Могла ли я год назад вообразить, что не просто выйду в следующий раз на ниву с серпом в руке – но выйду во главе целой толпы женщин куда старше меня, разодетых в лучшие наряды!
Что это я, совместно с мужем-князем, буду свивать Велесов сноп, одевать его в «божью сорочку», которую сама сшила и украсила, понесу его в святилище, возложу на камень, обрызгаю медом и трижды подниму чашу с зерном к ликам богов за целое племя зоричей!
Никак я не сумела бы этого вообразить. В самых вольных полетах мысли я могла увидеть, как нечто подобное делает Эльга, а я лишь стою рядом, подаю ей чаши или соломенные жгуты…
Благо, мы всему учились вместе, и я знала, что как делать.
И все же первые месяцы замужества я тогда прожила как во сне.
Мне повезло, что боги послали мне Держану.
Это была хорошая женщина. Другая на ее месте, за много лет привыкнув быть хозяйкой в этом доме и ревнуя память сестры, постаралась бы испортить мне жизнь, навести остуду между мной и мужем, а то и вовсе сжить со свету.

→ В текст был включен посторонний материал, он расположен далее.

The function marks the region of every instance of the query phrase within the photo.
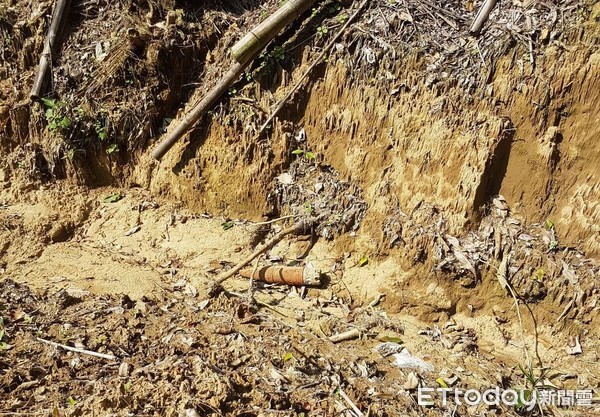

Она ведь годилась мне в матери и, конечно, как княжья дочь и вдова, ведала очень много.
Но мы жили дружно. Я охотно спрашивала у нее совета во всем, чего сама пока не знала, а она наставляла меня ласково, как родная мать.
А ведь я сделалась не просто женой, но и княгиней, то есть матерью целого племени!
И пятерых детей Дивислава от первой жены.
Из них старший, Зоряшка, был всего на год меня моложе – вздумай Дивислав взять меня за него, а не за себя, никто бы не удивился. Не я наставляла его, а он учил меня, из каких родов слагается племя зоричей и чем они славны. Он был толковый отрок. Мы с Держаной порой мечтали, как через год-другой подберем ему невесту…
Видела бы меня Эльга!
Вот бы она удивилась, глядя, как я сижу в обчине на почетном месте во главе стола, в красном уборе молодухи, в шелку и серебре, а седые старики именуют меня «матушкой»!